Part of the problem was the need for a low-density gel chemistry that could tolerate the motion of the capsule as it rotated to allow the precursor solution to form a uniform liquid layer on the inside surface of the shell. "The material has to flow around while it’s gelling," Biener said. "If we used the normal, standard gel chemistry, that gel would not survive. So we had to develop a gel chemistry for these very low-density gels that tolerated mechanical motion during gelation."
Finding the best way to rotate the capsule was another challenge, added LLNL scientist Tom Braun. "Once we tuned the chemistry to the required specifications," he said, "we had to find the corresponding rotation parameters for the shell that contains the liquid precursor solution; you have to rotate it in a specific way to form a uniform foam layer on the inside.
"In the beginning we rotated the shell around two axes at the same time, but we learned with the help of simulations that uniaxial rotation can result in the formation of very uniform thin film layers in hollow spherical shells. It’s almost counterintuitive if you think about it, but the experiments confirmed it. That was a big discovery for us, a big step forward."

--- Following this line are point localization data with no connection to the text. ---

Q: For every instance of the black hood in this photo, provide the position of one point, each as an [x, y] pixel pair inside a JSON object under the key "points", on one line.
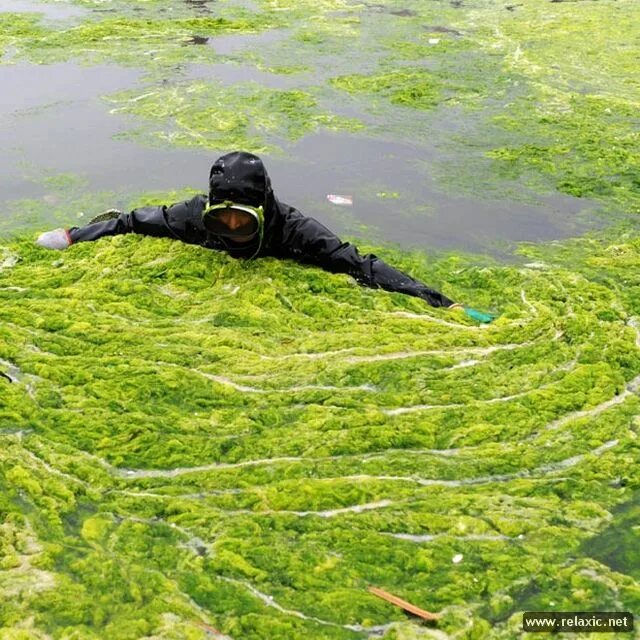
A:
{"points": [[242, 177]]}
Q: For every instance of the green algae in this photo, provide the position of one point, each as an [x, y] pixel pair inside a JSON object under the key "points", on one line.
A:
{"points": [[207, 114], [413, 87], [174, 453]]}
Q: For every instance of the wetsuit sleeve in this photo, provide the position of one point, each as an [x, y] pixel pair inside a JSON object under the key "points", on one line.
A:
{"points": [[180, 221], [150, 221], [307, 240]]}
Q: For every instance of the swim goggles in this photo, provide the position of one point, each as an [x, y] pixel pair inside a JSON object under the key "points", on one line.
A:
{"points": [[231, 220]]}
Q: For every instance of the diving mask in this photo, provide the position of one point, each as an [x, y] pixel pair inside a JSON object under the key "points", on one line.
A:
{"points": [[235, 221]]}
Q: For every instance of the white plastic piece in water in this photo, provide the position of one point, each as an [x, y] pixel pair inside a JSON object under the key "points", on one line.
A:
{"points": [[343, 201]]}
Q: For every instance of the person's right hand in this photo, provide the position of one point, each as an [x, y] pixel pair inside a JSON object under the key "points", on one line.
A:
{"points": [[56, 239]]}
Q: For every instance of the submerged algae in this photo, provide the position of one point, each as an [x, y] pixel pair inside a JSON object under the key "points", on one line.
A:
{"points": [[207, 114], [184, 455]]}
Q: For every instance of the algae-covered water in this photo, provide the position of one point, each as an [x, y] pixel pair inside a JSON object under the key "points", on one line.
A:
{"points": [[194, 447]]}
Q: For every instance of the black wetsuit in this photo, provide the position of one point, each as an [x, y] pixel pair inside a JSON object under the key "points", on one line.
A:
{"points": [[242, 177]]}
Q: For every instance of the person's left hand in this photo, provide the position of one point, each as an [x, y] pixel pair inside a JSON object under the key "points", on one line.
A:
{"points": [[56, 239]]}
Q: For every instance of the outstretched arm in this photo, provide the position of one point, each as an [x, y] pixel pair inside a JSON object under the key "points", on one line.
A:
{"points": [[307, 240], [178, 221]]}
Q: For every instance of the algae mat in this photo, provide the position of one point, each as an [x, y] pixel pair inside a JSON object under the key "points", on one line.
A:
{"points": [[188, 441], [192, 447]]}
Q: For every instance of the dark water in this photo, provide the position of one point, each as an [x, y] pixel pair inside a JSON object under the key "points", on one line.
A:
{"points": [[53, 120]]}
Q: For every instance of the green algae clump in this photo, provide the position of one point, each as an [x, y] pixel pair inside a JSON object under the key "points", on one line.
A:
{"points": [[192, 440]]}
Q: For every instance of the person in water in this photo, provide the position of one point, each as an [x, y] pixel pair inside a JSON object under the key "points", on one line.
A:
{"points": [[242, 216]]}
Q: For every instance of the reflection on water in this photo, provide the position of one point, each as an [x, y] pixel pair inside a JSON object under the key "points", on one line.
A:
{"points": [[54, 121]]}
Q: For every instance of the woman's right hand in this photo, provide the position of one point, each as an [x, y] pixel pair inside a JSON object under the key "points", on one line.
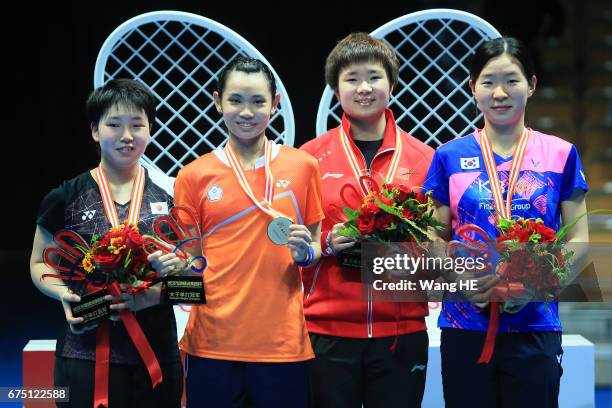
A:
{"points": [[67, 298], [338, 242]]}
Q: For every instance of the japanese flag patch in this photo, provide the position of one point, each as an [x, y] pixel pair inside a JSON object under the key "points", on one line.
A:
{"points": [[159, 208]]}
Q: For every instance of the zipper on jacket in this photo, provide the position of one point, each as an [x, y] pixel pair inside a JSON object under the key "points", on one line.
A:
{"points": [[314, 279], [370, 311]]}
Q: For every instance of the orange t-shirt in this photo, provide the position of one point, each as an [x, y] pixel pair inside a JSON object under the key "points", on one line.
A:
{"points": [[253, 287]]}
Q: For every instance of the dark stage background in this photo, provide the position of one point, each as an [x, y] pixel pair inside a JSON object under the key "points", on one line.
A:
{"points": [[49, 55], [49, 52]]}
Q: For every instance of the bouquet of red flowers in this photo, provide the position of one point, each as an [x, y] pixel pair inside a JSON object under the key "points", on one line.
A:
{"points": [[119, 256], [395, 213], [533, 255]]}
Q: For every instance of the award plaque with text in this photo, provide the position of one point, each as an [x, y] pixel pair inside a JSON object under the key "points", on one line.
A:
{"points": [[183, 289], [92, 308]]}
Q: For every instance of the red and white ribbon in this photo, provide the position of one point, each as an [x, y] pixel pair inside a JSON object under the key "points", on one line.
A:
{"points": [[503, 208], [354, 165], [109, 203], [234, 163]]}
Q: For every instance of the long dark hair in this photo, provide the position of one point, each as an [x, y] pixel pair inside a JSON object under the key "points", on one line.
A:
{"points": [[247, 65], [498, 46]]}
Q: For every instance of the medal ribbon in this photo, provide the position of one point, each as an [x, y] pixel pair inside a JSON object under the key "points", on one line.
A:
{"points": [[358, 172], [129, 321], [503, 209], [234, 163], [109, 204]]}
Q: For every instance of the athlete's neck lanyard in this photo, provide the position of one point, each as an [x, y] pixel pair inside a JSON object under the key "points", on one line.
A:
{"points": [[109, 203], [234, 163], [503, 209], [352, 160]]}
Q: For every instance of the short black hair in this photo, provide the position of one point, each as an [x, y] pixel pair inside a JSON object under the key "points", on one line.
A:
{"points": [[247, 65], [357, 48], [498, 46]]}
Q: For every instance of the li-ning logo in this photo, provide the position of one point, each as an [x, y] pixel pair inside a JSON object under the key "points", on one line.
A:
{"points": [[88, 215], [282, 183], [468, 163]]}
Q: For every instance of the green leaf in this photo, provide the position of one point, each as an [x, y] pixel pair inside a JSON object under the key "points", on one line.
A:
{"points": [[563, 231]]}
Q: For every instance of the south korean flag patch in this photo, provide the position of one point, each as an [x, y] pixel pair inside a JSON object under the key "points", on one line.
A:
{"points": [[160, 208], [470, 163]]}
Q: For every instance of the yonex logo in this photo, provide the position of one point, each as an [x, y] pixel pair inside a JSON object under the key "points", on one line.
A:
{"points": [[282, 183], [334, 175], [88, 215], [159, 208]]}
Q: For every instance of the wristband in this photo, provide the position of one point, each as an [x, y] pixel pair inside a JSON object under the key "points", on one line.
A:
{"points": [[327, 249], [309, 258]]}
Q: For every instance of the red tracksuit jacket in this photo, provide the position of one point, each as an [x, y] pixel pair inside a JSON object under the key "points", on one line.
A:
{"points": [[334, 302]]}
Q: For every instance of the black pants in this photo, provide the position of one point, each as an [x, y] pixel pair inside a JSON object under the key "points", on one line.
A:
{"points": [[347, 373], [129, 385], [525, 370], [213, 383]]}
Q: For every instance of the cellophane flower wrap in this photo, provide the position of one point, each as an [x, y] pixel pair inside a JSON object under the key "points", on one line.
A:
{"points": [[119, 256], [394, 213], [534, 255]]}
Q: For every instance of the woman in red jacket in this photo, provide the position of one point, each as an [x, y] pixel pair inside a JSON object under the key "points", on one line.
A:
{"points": [[352, 336]]}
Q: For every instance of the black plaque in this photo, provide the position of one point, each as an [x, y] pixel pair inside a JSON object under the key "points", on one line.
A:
{"points": [[350, 257], [91, 308], [183, 289]]}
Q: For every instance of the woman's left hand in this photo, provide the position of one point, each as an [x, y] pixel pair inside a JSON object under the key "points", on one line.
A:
{"points": [[299, 242]]}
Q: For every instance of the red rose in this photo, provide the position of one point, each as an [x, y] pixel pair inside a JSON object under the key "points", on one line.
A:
{"points": [[134, 239], [407, 214], [107, 262], [402, 192], [365, 223], [371, 207]]}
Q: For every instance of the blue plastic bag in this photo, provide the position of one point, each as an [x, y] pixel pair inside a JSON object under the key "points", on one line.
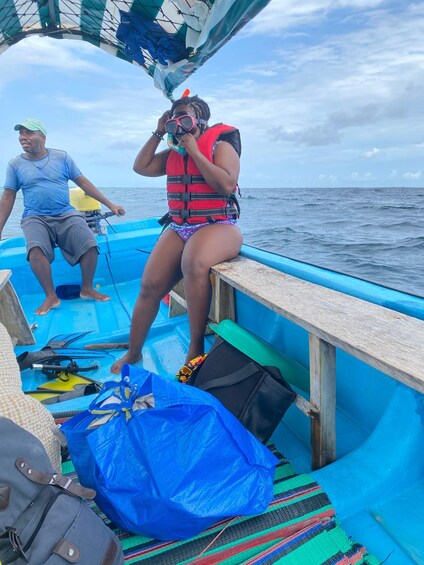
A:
{"points": [[171, 471]]}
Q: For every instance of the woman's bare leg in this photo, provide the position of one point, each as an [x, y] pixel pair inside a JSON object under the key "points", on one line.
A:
{"points": [[161, 273], [206, 247]]}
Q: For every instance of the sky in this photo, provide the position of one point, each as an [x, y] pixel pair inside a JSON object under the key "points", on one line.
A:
{"points": [[325, 93]]}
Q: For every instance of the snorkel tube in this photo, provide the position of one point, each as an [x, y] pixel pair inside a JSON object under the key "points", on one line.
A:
{"points": [[170, 140], [173, 146]]}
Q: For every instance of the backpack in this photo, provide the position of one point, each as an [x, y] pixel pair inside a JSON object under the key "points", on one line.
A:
{"points": [[257, 396], [43, 519]]}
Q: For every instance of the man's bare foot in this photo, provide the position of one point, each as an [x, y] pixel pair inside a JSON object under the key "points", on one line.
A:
{"points": [[127, 358], [48, 304], [92, 294]]}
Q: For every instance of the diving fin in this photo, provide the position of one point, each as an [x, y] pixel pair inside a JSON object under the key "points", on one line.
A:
{"points": [[61, 341], [46, 397], [66, 382], [27, 359]]}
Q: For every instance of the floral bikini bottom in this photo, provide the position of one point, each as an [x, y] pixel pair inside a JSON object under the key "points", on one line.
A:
{"points": [[185, 231]]}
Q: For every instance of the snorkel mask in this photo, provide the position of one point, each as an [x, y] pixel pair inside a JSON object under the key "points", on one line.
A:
{"points": [[178, 126]]}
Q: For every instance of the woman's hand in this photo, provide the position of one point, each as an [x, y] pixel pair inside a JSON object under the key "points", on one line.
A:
{"points": [[189, 143], [161, 122]]}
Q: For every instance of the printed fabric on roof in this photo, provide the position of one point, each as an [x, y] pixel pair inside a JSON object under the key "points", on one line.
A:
{"points": [[169, 39]]}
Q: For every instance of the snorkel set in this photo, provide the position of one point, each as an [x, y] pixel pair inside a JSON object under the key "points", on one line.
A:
{"points": [[180, 125]]}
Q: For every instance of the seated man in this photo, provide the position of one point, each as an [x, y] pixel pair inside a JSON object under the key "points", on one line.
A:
{"points": [[48, 219]]}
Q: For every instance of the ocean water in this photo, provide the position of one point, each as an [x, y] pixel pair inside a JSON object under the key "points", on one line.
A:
{"points": [[376, 234]]}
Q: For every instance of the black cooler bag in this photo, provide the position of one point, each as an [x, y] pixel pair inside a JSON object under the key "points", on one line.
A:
{"points": [[258, 396]]}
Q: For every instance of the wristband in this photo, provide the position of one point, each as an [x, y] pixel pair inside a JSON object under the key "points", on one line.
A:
{"points": [[158, 134]]}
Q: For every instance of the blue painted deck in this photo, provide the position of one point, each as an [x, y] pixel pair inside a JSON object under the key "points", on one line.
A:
{"points": [[377, 482]]}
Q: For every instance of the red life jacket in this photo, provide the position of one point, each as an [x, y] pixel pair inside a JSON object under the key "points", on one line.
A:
{"points": [[190, 199]]}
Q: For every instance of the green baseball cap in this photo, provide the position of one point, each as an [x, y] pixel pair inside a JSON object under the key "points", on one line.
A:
{"points": [[32, 125]]}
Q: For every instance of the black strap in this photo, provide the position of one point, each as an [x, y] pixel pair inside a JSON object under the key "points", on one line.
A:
{"points": [[233, 378], [59, 481]]}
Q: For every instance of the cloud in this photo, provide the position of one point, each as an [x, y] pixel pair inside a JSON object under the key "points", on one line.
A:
{"points": [[372, 153], [278, 16], [412, 176]]}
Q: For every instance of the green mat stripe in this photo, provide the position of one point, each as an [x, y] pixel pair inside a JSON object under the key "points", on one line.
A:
{"points": [[298, 527]]}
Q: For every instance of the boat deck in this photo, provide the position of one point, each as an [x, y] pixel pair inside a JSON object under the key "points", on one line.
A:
{"points": [[376, 483]]}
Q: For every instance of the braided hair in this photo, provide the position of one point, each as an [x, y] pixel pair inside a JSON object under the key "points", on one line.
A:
{"points": [[199, 106]]}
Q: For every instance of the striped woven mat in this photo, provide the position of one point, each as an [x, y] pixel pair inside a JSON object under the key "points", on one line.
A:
{"points": [[298, 528]]}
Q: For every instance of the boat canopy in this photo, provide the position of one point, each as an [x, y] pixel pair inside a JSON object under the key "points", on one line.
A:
{"points": [[169, 39]]}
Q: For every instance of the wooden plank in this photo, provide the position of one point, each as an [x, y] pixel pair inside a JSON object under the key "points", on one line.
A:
{"points": [[12, 315], [322, 361], [223, 301], [387, 340]]}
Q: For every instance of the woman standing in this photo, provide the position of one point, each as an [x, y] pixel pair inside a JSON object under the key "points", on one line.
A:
{"points": [[202, 165]]}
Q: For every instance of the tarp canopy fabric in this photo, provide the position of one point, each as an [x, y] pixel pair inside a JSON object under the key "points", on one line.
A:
{"points": [[169, 39]]}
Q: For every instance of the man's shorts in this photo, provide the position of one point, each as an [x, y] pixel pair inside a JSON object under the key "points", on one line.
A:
{"points": [[69, 232]]}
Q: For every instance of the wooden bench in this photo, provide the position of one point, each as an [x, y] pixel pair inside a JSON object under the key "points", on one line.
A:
{"points": [[387, 340], [12, 315]]}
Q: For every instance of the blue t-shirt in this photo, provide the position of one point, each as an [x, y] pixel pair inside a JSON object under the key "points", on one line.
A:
{"points": [[44, 182]]}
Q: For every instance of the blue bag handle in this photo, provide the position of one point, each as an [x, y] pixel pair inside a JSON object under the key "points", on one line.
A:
{"points": [[125, 393]]}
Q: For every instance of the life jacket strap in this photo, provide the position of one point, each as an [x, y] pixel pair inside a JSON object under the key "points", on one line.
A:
{"points": [[185, 179], [188, 196], [186, 213]]}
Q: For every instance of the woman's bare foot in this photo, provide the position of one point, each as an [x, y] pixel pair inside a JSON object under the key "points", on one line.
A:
{"points": [[92, 294], [127, 358], [49, 303]]}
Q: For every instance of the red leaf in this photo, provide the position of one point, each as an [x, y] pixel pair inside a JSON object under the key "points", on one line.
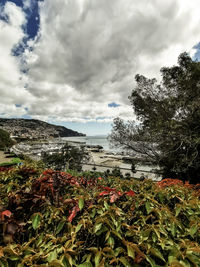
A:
{"points": [[114, 197], [109, 189], [73, 213], [6, 213], [104, 193], [130, 193]]}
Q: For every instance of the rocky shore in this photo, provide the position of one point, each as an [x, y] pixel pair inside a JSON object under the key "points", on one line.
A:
{"points": [[29, 129]]}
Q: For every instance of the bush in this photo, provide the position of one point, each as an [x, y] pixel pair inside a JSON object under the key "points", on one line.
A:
{"points": [[53, 218]]}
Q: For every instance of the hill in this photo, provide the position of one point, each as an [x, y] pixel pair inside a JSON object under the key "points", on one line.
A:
{"points": [[5, 140], [35, 129]]}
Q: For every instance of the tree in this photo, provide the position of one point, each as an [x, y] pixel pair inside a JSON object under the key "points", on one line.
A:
{"points": [[69, 157], [5, 140], [167, 130]]}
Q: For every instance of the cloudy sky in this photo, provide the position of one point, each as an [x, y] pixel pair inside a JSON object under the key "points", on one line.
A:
{"points": [[73, 62]]}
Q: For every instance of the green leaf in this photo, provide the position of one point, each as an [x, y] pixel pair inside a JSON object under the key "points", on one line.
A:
{"points": [[173, 229], [124, 262], [56, 263], [111, 241], [157, 253], [97, 227], [78, 227], [86, 264], [148, 208], [131, 251], [60, 227], [106, 205], [193, 229], [81, 203], [178, 209], [52, 256], [36, 220], [97, 258]]}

Still another issue was making sure the foam would tolerate being wetted by the liquid hydrogen, which is cryogenically cooled to temperatures in the range of 21 to 26 kelvin (-421 to -413 degrees Fahrenheit). Braun and LLNL colleagues Bernie Kozioziemski and Tony van Buuren conducted numerous experiments to see how different gel chemistries responded to wetting. One early candidate, an extremely low density silica aerogel, could not tolerate the wetting and collapsed. "But the polymer aerogel which we developed was very robust against wetting," Biener said.
The liquid DT presented yet another challenge as a layered target platform. "The liquid can move more easily in and out of the capsule compared to a solid DT layer," Kozioziemski said. "The wetted foam target was designed with a thermal switch that allows liquid to flow in during filling with the switch open, and then freezes a solid DT plug in the fill-line when the correct amount of liquid is in the shell."
The foam-lined capsules are fabricated at LLNL, then shipped to General Atomics for fill-tube attachment and cleaning. The final targets are assembled in the Laboratory’s target fabrication facility. The researchers said future work will focus on further improving the uniformity of the foam shells, increasing the yield of the process, and exploring alternative aerogel chemistries.
Along with Biener, Braun, and Kozioziemski, team members who contributed to the foam-lined capsule development include LLNL’s Christoph Dawedeit, Sung-Ho Kim, Marcus Worsley, Alex Chernov, Christopher Walton, Trevor Willey, Sergei Kucheyev, Swanee Shin, Morris Wang, Monika Biener, Jon Lee, Tony van Buuren, Kuang Jen Wu, Joe Satcher, and Alex Hamza; and Neal Rice, Casey Kong, Jay Crippen, and Haibo Huang of General Atomics.